Researchers and political leaders have highlighted concerns ranging from biased data sets and widening global inequality to existential threats around sweeping cyber attacks and AI-developed bioweapons. Artificial intelligence pioneer Yoshua Bengio, who founded Quebec’s Mila AI institute, has sounded the alarm bells on immediate dangers such as “counterfeiting humans” using AI-driven bots as well as outsourcing lethal decisions to machines in war.
On Wednesday, academics, advocates, business leaders and policymakers convened in Montreal for a three-day conference titled “Protecting Human Rights in the Age of AI” and hosted by Mila.
Power consolidation, prejudice and privacy are three of its core themes.
“As potentially there is more concentration of wealth and tech power in a few companies, then that has implications for social equity, for our social contract,” said Gill.
The urge to get a leg up in the global technology race could conflict with the need to curtail the risks around rapid AI advances through laws and regulations, he said. Gill also stressed that AI oligopolies or concentration in a handful of countries would disadvantage smaller firms and developing nations.
The sheer scale of corporations such as Microsoft, Google and Amazon means AI could be dominated by an elite group almost from the get-go.
“A handful of Big Tech companies — by exploiting existing monopoly power and aggressively co-opting other actors — have already positioned themselves to control the future of artificial intelligence and magnify many of the worst problems of the digital age,”according to a recent report from the Open Markets Institute andits Center for Journalism and Liberty.
Further polarization within and between states is another possible outcome of AI run amok.
“If AI is leveraged for deep fakes, for misinformation, disinformation at scale, that could undermine the legitimacy of political processes in our society,” Gill said.
Attempts at AI-generated election interference have already begun, such as when AI robocalls that mimicked U.S. President Joe Biden’s voice tried to discourage people from voting in New Hampshire’s primary election last month.
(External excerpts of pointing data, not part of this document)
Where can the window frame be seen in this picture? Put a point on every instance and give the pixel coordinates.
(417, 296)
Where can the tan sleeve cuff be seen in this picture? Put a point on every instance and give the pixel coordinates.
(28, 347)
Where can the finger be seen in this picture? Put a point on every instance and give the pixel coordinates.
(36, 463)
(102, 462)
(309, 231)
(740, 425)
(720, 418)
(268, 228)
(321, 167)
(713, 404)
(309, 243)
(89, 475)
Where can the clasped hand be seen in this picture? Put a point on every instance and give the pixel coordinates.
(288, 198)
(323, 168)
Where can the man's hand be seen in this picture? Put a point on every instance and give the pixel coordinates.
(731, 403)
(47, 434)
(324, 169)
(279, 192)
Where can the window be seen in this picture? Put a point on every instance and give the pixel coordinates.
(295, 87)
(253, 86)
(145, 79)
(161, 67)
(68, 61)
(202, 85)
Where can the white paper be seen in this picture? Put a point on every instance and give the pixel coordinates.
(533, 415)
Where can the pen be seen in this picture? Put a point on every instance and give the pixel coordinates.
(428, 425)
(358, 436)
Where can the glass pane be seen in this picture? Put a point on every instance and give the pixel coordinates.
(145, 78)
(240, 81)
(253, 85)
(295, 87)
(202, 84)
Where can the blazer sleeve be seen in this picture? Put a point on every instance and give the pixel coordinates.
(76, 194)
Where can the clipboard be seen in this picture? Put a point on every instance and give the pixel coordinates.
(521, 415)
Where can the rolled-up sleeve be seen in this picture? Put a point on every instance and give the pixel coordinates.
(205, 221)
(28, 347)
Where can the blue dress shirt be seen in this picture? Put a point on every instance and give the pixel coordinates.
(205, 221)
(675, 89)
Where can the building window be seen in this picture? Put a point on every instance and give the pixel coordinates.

Built-in bias is also an ongoing problem in the sector as algorithms that draw on reams of data sometimes extend existing prejudices rather than sifting them out. “Those could be perpetuated over even worse,” Gill said, “whether it’s decisions being made on housing, on parole, in the judicial system or allocation of social benefits.”
AI is increasingly involved in decisions that have serious consequences for individuals.
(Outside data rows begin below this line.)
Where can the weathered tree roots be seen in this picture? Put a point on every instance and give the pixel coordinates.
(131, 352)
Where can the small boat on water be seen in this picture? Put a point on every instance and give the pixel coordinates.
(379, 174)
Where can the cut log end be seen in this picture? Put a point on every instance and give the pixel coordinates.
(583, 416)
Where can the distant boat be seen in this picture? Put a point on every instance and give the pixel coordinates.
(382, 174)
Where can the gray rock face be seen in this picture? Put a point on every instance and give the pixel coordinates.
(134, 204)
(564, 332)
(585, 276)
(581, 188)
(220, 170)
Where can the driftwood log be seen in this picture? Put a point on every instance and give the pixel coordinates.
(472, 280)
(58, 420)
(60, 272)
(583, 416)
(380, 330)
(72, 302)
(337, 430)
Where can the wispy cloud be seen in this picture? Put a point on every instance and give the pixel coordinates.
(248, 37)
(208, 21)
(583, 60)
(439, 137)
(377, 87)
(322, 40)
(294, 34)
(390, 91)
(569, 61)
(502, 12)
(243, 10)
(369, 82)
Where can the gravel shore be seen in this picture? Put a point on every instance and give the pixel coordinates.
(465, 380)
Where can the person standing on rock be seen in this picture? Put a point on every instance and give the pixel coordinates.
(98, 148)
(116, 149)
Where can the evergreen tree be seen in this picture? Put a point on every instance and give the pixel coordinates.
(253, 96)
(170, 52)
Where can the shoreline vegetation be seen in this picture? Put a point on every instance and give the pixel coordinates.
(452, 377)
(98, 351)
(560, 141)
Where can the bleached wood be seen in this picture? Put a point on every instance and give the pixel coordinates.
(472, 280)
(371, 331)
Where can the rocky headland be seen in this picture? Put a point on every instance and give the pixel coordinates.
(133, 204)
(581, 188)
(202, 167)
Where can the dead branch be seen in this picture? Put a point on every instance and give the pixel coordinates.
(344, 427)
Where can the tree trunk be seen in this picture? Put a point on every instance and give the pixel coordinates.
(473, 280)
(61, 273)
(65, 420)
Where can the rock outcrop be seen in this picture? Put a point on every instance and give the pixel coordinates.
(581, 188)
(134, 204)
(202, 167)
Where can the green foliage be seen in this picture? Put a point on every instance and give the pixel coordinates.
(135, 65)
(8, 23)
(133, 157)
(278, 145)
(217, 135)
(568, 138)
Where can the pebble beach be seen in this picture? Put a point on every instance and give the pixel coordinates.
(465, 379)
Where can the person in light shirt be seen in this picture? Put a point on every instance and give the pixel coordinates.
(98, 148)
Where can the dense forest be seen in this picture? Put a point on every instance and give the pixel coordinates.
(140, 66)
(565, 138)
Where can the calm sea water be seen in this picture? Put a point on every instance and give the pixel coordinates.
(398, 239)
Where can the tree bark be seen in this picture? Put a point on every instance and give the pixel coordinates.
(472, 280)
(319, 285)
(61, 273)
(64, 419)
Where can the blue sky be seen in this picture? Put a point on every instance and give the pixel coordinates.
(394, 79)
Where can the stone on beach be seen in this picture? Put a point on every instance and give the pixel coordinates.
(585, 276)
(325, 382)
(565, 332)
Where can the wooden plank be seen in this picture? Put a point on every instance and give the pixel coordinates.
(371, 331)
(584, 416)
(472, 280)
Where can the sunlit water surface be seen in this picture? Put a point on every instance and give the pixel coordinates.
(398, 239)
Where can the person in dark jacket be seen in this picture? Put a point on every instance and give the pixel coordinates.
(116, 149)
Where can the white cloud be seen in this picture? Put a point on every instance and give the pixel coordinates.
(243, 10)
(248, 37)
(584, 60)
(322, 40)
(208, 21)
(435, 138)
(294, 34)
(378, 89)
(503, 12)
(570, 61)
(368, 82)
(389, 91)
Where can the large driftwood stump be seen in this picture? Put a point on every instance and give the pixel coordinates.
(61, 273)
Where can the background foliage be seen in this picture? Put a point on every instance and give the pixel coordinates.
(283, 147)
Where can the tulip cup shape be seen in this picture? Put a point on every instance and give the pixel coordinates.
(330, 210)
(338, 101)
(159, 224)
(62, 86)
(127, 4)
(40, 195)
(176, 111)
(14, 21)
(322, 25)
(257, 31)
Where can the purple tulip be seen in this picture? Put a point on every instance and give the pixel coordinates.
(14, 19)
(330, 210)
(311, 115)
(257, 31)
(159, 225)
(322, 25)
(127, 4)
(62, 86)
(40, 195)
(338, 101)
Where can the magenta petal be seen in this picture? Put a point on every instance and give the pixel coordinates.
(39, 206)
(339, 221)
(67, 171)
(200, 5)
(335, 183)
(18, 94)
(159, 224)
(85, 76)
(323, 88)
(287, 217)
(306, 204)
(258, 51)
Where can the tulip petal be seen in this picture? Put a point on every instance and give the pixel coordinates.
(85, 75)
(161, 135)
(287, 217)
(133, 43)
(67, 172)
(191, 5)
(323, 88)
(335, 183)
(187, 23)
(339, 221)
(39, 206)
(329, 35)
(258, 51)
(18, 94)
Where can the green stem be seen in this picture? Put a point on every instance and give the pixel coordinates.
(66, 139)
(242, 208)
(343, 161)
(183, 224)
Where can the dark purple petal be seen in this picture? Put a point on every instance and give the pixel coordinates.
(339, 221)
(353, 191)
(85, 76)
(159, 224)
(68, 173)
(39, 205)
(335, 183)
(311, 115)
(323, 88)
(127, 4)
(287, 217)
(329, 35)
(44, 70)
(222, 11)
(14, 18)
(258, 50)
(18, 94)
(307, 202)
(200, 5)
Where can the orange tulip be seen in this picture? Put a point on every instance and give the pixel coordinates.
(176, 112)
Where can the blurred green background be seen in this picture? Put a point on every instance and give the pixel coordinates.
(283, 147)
Since 2015, police departments in Vancouver, Edmonton, Calgary, Saskatoon and London, Ont., have implemented or piloted predictive policing — automated decision-making based on data that predicts where a crime will occur or who will commit it.
The federal immigration and refugee system relies on algorithmically-driven decisions to help determine factors such as whether a marriage is genuine or someone should be designated as a “risk,” according to a Citizen Lab study, which found the practice threatens to violate human rights law.
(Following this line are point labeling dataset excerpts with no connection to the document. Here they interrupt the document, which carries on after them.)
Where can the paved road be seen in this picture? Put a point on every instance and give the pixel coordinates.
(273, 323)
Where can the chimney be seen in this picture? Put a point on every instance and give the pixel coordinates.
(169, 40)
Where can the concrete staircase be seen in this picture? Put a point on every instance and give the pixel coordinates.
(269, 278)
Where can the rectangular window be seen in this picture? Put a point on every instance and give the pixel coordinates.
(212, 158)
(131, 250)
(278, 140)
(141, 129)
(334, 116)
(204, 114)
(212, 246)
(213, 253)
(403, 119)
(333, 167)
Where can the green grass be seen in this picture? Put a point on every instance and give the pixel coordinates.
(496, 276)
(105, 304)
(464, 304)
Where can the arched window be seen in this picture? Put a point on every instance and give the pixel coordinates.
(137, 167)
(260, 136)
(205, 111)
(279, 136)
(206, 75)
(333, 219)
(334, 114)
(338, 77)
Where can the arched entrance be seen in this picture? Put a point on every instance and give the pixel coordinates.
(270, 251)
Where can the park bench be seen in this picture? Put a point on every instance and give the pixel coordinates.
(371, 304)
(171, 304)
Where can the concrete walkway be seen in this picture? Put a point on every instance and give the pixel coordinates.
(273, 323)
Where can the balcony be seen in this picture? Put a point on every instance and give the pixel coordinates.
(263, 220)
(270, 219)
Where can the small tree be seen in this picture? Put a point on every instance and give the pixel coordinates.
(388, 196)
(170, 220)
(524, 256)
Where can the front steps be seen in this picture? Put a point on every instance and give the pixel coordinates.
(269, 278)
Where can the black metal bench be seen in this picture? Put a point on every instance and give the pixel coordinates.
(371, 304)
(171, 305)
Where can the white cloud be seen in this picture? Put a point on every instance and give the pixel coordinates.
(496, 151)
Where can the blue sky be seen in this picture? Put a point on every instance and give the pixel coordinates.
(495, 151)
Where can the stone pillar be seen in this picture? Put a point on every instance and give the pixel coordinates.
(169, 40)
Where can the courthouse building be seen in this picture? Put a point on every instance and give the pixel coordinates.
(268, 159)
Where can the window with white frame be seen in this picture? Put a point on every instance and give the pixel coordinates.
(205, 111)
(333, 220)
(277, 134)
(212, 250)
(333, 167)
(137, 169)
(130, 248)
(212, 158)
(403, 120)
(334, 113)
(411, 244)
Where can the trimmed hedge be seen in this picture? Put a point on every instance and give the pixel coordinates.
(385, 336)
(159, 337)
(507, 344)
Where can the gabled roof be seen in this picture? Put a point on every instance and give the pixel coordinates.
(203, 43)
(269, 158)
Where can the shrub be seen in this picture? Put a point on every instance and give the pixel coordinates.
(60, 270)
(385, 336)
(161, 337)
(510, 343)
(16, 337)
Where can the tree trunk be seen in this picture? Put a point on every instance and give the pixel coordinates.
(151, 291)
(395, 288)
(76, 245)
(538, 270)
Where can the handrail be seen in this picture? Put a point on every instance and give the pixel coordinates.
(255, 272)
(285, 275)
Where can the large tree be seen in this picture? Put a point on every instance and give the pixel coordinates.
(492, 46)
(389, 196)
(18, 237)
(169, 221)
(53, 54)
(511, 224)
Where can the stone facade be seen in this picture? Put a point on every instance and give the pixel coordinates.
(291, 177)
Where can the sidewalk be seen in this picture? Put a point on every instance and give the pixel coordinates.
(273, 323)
In 2014, Apple Inc. unveiled the Apple Health app for its smartwatch, which an executive said would “monitor all of your metrics that you’re most interested in.”
“It looked at your heartbeat, it looked at your quantity of salt,” said Benjamin Prud’homme, Mila’s head of policy. “And yet it was developed only by men, and so they completely forgot to look at menstruation cycles.”
Discriminatory outcomes are not limited to the national level, Gill added, noting that information fed into machine learning models stems largely from North America or Western Europe.
“That means a vast majority of world cultures, languages and contexts are not properly reflected in these data sets.”
Meanwhile, the power to track the online activity of citizens and social media users risks veering into violations of privacy rights.
In spite of the urgency to control cutting-edge AI, Gill said the United Nations must take a “modest” approach to establishing rules to encourage as many states as possible to sign on.
Last month, a UN advisory body released a preliminary report laying out the guiding principles for a framework on AI governance, stressing that no country be “left behind” as the pace of innovation nears light speed.
In Canada, the federal government introduced legislation placing guardrails around AI use in June 2022, but it has languished at the committee stage for nearly 10 months.
Big Tech executives said last week the Artificial Intelligence and Data Act as it stands is too vague, arguing that it fails to adequately distinguish between high- and low-risk AI systems.
The Liberals have said they will amend the act to introduce new rules. Theseinclude requiring companies responsible for generative AI systems — the algorithmic engine behind chatbots such as OpenAI’s ChatGPT, which can spit out anything from math problems to marriage advice — to take steps toward ensuring their content is identifiable as AI-made.
The legislation still aims for a more general, principles-based approach to AI governance that allows for agility amid the technology’s constant evolution, leaving most details to a later date.
Ottawa has said the act known as Bill C-27 will come into force no sooner than 2025.